Assez peu représenté en France, cet opéra d’Engelbert Humperdinck, qui triomphe en Allemagne à chaque Noël, me semble être particulièrement adapté à cette période de fête. Conte de fée dans la plus pure tradition dont l’histoire originale est due aux frères Grimm, il ouvre grand les portes d’un univers onirique et merveilleux qui nous change singulièrement de celui dans lequel nous vivons, et qui s’apparenterait plutôt au cauchemar.

Quant à la musique, tantôt joyeuse, tantôt burlesque, tantôt empreinte d’un superbe lyrisme, elle ne tombe jamais dans la facilité ou la mièvrerie, pièges que l’on pourrait redouter quand il s’agit de s’adresser à un public enfantin. Elle unit la simplicité des chants populaires allemands (pastichés et non reproduits tels quels) à une certaine sophistication héritée de Richard Wagner, le grand maître de Humperdinck. L’orchestration ressemble parfois à celle de Parsifal et on retrouve dans la partition l’utilisation du leitmotiv si cher à Wagner. Quant aux cris poussés par la sorcière au troisième acte, ils font penser à une caricature de la Chevauchée des Walkyries. Depuis sa création le 23 décembre 1893 à Weimar, sous la direction de Richard Strauss soi-même, alors tout jeune compositeur, cette œuvre a acquis une popularité sans précédent dans les pays germaniques.

A l’origine de l’opéra, il y a donc le conte des frères Grimm. Mais ce ne sont apparemment pas les « inventeurs » de l’histoire. Cette dernière semble avoir pris naissance dans les régions de la Baltique médiévale et les frères Grimm lui ont donné la version définitive que nous connaissons actuellement. Quant à l’opéra, la genèse de sa composition est assez intéressante.

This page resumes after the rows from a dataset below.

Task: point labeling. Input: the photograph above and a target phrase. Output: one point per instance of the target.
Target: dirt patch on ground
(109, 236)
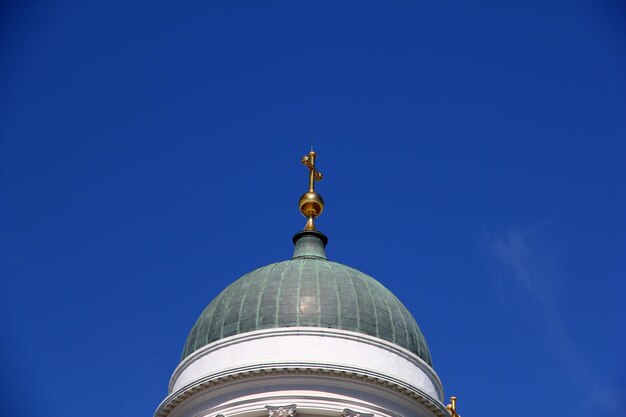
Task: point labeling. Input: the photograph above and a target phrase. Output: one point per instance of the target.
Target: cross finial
(452, 407)
(314, 175)
(311, 203)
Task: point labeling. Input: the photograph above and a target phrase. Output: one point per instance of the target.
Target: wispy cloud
(527, 277)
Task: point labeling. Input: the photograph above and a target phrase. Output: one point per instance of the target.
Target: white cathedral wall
(313, 395)
(298, 347)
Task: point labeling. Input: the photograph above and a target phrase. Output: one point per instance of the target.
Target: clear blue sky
(474, 159)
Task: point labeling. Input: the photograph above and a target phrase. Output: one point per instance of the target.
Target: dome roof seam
(263, 286)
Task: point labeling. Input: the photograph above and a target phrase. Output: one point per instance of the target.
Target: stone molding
(308, 331)
(281, 410)
(351, 413)
(210, 382)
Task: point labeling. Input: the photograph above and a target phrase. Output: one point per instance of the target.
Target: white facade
(303, 370)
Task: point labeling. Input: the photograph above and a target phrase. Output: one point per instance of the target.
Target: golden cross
(452, 407)
(314, 175)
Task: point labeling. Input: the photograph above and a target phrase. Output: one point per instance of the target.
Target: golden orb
(311, 204)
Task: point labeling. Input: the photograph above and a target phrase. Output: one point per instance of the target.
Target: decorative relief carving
(351, 413)
(281, 411)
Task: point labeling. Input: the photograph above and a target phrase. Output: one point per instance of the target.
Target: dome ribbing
(308, 291)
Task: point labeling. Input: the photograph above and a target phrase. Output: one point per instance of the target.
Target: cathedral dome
(308, 291)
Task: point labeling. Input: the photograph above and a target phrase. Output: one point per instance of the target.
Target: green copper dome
(308, 291)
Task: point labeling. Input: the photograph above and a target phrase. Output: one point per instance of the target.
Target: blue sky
(474, 162)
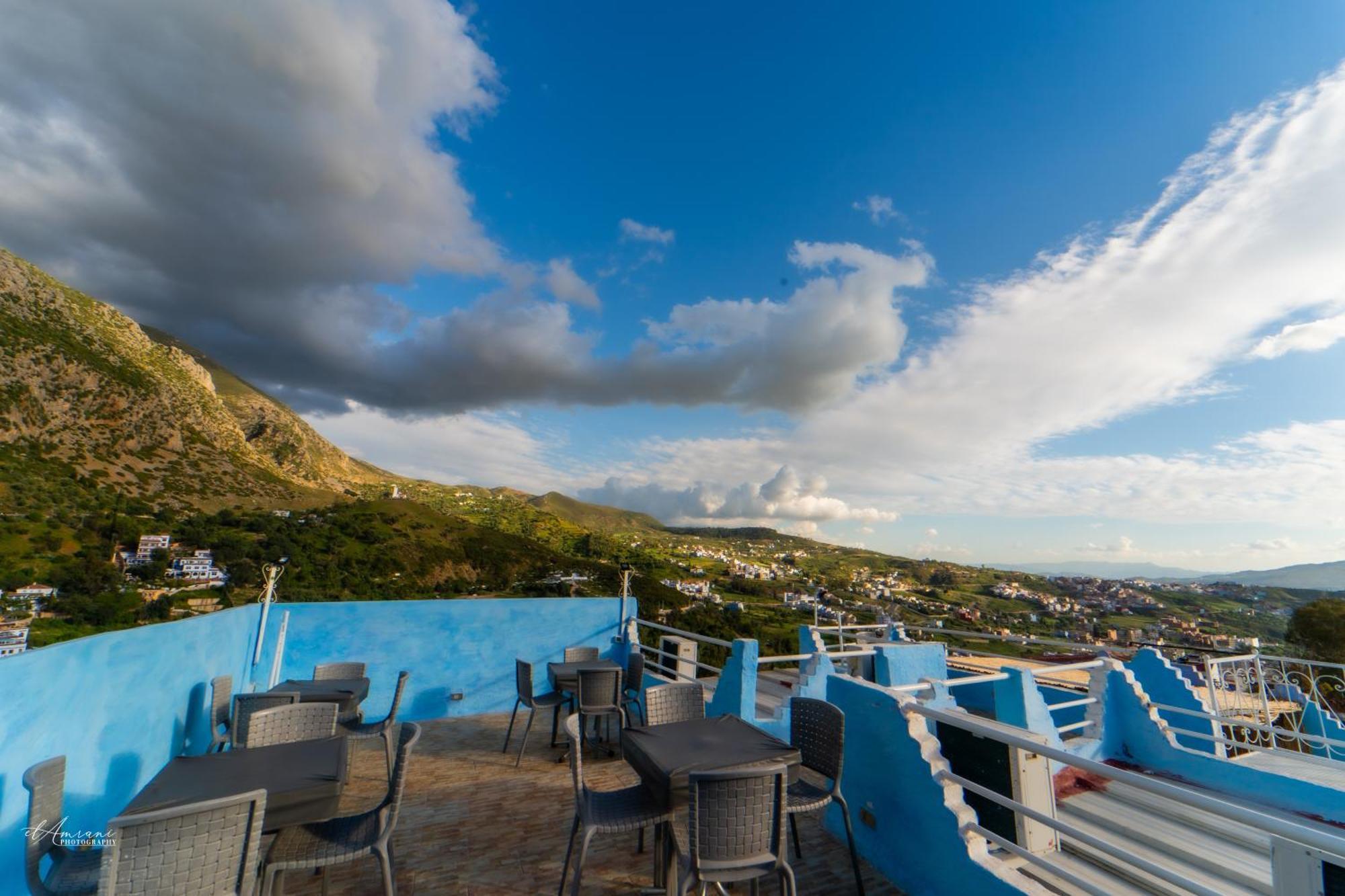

Humperdinck avait une sœur cadette qui, en 1880, écrivit quelques vers tirés du conte de Grimm Hänsel et Gretel. Voulant offrir à son mari pour son anniversaire un petit spectacle musical, elle demanda à son frère aîné de composer une musique pour ces « quelques vers ». Il accepta et le résultat fut si convaincant que la jeune femme décida de développer son idée et d’écrire un livret d’opéra entier pour son frère sur le même thème. Hélas, le projet ne séduisit guère le compositeur qui craignait que le public, alors soumis au diktat du « vérisme » (représentation violente et excessive du réel) qui triomphait sur les scènes lyriques ne boudât son œuvre. Mais sa sœur sut se montrer convaincante, et Humperdinck finalement se mit au travail. Il fallut trois ans pour achever l’opéra.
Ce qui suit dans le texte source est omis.